The Philosophy of Bulldozer
AMD first managed to break into the server market in 2003 with the K8, thanks to the 64-bit extended instruction set and system architecture choices such as an integrated memory controllers and on-die interconnects. Intel certainly helped out as well, since the Pentium 4 was a distinctly unfriendly product for servers. AMD eventually hit an impressive 25% market share, and over 50% share in the lucrative 4-socket server market by 2005/6. The key to AMD’s success was that they provided exactly what consumers wanted (x86-64 and good server performance), while Intel was distracted with Itanium and the P4. In essence, they found an area where Intel could not (or would not) focus, and then put all their efforts into addressing customer needs and were able to change the rules of the game.
By mid to late 2006, AMD’s server fortunes were on the decline as Intel launched the 65nm Core 2 Duo (a dual core), and a multi-chip package (MCM) that paired together two chips to provide 4 cores in total. AMD’s 65nm, 4-core Barcelona (and later derivatives) improved the competitive situation somewhat, but was not enough to really change the overall direction of the market. This reversal accelerated in 2008, when Intel launched the 45nm, 4-core Nehalem, their first server microprocessor to use the so called Quick Path Interconnect – really an integrated memory controller and an on-die coherent interconnects. With that change in system architecture, AMD’s last major advantage was gone and Intel had much higher performance at comparable or better power efficiency. AMD’s response in mid-2009 was the 45nm, 6-core Istanbul – which did not quite manage to achieve parity. In early 2010, Intel completed their return to server ascendancy with the 32nm, 6-core Westmere and the 45nm, 8-core Nehalem-EX, which targeted 4-socket designs and was the first high-end server part with the Quick Path Interconnect. AMD’s failure here was largely a result of trying to match Intel’s superior manufacturing and resources head-on.

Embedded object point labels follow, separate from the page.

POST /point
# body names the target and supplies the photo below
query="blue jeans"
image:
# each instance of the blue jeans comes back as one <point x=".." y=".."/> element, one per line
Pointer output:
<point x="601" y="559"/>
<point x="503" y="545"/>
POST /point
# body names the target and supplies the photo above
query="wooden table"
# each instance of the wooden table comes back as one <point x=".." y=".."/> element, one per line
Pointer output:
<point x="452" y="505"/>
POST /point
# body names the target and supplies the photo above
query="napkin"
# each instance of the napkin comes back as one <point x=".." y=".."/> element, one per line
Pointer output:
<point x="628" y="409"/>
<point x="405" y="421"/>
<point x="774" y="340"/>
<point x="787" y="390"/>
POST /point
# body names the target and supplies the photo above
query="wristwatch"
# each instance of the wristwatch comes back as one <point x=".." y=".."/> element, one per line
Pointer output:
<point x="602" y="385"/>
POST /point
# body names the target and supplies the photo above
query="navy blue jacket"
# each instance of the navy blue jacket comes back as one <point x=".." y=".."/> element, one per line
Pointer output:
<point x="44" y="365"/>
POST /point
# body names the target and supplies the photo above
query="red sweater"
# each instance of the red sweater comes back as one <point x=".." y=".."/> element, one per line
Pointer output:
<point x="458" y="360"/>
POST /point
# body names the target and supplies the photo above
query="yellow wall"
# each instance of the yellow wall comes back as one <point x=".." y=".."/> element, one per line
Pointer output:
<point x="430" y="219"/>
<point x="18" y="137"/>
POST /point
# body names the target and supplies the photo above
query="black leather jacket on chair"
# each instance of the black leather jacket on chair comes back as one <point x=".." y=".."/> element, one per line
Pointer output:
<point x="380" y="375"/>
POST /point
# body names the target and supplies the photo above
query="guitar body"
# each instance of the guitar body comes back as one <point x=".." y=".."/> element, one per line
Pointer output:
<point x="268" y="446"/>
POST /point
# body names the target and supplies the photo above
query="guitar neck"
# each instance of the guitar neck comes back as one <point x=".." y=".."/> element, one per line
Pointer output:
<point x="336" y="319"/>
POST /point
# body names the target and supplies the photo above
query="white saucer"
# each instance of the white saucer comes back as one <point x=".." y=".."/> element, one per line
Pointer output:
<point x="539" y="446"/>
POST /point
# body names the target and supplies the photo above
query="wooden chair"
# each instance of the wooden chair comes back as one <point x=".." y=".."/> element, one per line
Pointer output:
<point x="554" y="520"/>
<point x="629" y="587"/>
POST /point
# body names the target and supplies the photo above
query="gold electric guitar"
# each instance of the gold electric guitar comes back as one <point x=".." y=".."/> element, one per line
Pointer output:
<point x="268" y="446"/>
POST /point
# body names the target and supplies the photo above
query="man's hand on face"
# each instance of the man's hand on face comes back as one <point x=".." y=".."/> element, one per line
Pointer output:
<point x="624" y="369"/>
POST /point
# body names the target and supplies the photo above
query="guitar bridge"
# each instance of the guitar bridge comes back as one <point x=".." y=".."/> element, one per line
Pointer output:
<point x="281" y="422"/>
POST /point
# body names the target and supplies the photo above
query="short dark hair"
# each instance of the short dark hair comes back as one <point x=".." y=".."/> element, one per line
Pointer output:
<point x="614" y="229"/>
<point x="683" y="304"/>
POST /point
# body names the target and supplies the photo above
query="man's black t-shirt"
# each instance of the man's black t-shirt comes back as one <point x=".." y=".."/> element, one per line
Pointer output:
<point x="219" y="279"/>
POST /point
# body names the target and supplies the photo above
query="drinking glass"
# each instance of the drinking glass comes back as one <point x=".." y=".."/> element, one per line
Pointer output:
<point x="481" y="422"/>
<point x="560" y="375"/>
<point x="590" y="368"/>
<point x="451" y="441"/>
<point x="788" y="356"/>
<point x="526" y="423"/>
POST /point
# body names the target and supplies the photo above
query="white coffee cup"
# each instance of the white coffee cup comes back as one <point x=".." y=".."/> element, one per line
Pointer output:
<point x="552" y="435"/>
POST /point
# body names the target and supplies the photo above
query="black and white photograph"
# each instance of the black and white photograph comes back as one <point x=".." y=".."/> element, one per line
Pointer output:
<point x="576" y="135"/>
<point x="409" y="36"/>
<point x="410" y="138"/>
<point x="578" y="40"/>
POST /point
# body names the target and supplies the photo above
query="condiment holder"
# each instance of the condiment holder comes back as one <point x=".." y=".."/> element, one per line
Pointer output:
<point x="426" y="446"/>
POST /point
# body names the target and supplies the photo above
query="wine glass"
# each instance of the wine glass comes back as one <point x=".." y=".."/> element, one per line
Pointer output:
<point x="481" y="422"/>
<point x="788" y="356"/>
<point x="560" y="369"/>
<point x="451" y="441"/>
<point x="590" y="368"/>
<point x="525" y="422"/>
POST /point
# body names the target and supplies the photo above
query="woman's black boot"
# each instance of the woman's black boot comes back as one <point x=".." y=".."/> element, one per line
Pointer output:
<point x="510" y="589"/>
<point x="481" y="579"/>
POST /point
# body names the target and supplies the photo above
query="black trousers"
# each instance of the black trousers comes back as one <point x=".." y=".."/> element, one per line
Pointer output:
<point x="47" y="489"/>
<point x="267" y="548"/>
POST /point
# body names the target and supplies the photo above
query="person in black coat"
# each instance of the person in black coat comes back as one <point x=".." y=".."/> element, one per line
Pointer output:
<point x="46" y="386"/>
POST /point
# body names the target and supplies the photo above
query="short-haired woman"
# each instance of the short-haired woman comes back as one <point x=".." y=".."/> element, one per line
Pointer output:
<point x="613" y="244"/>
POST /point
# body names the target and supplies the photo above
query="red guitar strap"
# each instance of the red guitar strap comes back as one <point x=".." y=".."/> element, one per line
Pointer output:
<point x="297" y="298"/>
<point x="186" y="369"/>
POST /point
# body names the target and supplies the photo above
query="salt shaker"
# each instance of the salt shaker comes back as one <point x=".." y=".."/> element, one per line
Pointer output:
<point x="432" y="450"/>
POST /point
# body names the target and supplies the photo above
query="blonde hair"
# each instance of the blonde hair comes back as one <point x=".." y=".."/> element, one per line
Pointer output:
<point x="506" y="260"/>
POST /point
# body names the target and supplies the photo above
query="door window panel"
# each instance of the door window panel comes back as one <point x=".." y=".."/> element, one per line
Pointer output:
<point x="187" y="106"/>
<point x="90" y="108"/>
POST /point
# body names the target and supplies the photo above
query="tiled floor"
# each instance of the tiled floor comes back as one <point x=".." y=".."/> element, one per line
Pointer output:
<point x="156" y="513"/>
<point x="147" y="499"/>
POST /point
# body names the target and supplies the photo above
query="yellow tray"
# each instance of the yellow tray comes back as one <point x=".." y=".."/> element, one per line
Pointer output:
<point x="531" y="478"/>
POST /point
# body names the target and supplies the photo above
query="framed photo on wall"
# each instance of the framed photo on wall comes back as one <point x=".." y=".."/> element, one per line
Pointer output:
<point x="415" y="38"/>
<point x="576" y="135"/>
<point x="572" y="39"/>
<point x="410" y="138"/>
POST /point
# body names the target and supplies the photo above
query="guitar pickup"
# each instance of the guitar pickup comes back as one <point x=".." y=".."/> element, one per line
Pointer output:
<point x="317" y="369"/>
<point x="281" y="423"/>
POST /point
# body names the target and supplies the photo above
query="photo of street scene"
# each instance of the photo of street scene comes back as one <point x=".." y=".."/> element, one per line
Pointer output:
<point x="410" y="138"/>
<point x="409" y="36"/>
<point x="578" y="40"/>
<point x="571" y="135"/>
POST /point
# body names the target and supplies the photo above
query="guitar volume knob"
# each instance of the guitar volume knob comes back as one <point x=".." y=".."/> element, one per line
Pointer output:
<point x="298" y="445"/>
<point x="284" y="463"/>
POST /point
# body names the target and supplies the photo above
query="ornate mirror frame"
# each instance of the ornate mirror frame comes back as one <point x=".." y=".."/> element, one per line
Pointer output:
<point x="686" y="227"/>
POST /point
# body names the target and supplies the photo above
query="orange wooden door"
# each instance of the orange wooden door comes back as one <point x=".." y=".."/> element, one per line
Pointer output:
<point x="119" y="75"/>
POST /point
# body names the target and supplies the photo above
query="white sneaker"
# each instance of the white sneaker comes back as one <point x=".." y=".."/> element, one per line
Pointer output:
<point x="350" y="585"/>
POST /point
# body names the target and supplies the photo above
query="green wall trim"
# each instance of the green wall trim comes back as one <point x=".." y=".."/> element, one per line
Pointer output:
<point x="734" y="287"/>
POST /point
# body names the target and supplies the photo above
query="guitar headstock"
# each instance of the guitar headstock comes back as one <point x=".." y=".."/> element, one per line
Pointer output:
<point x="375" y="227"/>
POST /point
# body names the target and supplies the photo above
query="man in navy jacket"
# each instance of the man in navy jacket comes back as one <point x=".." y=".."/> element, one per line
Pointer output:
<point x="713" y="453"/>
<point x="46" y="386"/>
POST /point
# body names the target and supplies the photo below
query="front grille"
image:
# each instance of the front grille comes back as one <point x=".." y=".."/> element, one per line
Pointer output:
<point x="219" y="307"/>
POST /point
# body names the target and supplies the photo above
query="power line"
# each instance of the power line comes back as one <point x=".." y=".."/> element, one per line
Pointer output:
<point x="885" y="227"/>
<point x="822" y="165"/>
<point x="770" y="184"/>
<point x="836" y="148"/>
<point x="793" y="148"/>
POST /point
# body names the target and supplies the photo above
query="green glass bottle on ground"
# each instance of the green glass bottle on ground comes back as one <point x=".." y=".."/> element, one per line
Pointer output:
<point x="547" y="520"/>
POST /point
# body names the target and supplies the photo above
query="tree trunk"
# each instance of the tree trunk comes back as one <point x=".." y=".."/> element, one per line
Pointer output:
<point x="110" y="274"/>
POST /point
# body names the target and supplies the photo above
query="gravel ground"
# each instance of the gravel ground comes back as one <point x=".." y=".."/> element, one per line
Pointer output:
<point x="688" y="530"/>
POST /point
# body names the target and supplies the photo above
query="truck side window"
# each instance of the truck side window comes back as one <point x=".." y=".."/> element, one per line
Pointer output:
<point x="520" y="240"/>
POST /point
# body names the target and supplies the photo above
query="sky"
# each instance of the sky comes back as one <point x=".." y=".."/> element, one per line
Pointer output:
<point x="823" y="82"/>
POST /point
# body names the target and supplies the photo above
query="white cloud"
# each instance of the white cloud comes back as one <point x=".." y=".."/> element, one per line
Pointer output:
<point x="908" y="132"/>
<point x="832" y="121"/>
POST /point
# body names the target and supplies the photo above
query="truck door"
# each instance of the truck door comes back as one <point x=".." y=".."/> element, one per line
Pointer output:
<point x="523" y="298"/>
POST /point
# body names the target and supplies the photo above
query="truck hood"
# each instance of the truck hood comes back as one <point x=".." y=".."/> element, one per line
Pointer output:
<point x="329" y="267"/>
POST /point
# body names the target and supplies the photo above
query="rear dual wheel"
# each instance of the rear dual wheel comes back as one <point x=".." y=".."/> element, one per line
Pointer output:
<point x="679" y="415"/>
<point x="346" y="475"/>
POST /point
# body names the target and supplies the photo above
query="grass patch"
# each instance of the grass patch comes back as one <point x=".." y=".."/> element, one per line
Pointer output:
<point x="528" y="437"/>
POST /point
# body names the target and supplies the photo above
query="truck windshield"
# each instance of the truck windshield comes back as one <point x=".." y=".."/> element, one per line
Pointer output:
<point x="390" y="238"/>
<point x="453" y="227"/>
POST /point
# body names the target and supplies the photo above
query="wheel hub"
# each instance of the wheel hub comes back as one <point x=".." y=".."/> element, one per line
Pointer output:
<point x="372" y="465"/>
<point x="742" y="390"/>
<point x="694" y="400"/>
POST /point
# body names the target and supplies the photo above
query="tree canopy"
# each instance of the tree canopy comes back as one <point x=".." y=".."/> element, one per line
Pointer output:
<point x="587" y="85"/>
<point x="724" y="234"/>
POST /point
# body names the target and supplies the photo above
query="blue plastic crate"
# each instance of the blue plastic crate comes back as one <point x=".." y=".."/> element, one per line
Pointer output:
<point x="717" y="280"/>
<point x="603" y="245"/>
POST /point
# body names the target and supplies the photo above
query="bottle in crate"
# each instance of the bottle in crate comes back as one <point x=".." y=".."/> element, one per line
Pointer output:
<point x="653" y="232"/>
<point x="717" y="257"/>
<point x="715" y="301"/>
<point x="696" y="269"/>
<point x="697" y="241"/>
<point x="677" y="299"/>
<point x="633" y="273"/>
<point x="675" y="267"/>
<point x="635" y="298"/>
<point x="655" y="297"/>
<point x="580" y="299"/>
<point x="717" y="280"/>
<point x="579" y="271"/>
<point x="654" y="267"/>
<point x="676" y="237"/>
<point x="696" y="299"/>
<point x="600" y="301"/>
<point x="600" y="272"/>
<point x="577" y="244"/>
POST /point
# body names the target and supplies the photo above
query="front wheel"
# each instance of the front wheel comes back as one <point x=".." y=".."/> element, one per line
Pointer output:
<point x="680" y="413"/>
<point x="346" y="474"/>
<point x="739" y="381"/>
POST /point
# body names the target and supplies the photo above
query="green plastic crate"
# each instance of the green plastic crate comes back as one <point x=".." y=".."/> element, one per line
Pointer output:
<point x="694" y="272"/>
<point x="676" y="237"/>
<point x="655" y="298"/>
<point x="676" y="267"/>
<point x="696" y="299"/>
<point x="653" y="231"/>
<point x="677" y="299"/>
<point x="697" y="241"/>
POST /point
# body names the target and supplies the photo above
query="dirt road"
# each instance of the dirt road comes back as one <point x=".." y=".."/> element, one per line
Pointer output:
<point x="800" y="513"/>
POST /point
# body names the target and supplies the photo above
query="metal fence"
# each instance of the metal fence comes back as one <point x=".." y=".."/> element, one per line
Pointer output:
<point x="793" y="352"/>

In the earlier part of 2010, AMD launched Magny-Cours, which pairs together two existing 45nm, 6-core CPUs in a single MCM. For highly threaded and parallel applications, Magny-Cours is efficient and affordable. For instance, it is very well suited for certain portions of the HPC market. However, applications which favor single threaded performance will inevitably do best running on an Intel-based solution. Unfortunately, differentiating solely based on the number of cores has a cost – die area. From a manufacturing stand point, each Magny-Cours uses a pair of 346mm2 chips, compared to a single 246mm2 die for Westmere and 684mm2 for Nehalem-EX.
Philosophically, Bulldozer seems to learn from the lessons of the past decade. AMD is stepping back from the pursuit of single threaded performance, to emphasize throughput. The cores are not lightweight, as with a GPU or with Niagara; the single threaded performance should actually be higher than the previous generation Magny-Cours and comparable to current Intel designs. However, in determining project goals for Bulldozer single threaded performance was consciously sacrificed to meet what the team determined was a more optimal overall design point. This stands in contrast to Intel, where single threaded performance is still the first and foremost design target for designs like Sandy Bridge. This is acknowledgement that AMD cannot beat Intel on single threaded performance, and it would be a repetition of the last 3 years to attempt such an endeavor. Instead, they are trying to change the rules of the game, by focusing on the core count and highly parallel server workloads.
Bulldozer is the first x86 design to share substantial hardware between multiple cores, in some cases blurring the traditional notion of a core. Current x86 designs share the last level cache, power management and external interfaces such as the memory controllers, coherent interconnects and other I/O between 2-8 cores. Bulldozer is a hierarchical design with sharing at nearly every level. Each module or compute unit (i.e. a pair of cores) share an L1I cache, floating point unit (FPU) and L2 cache, saving area and power to pack in more cores and attain higher throughput – albeit with a slight cost in terms of per-core performance. All modules in a chip share the L3 cache, Hypertransport links and other system components.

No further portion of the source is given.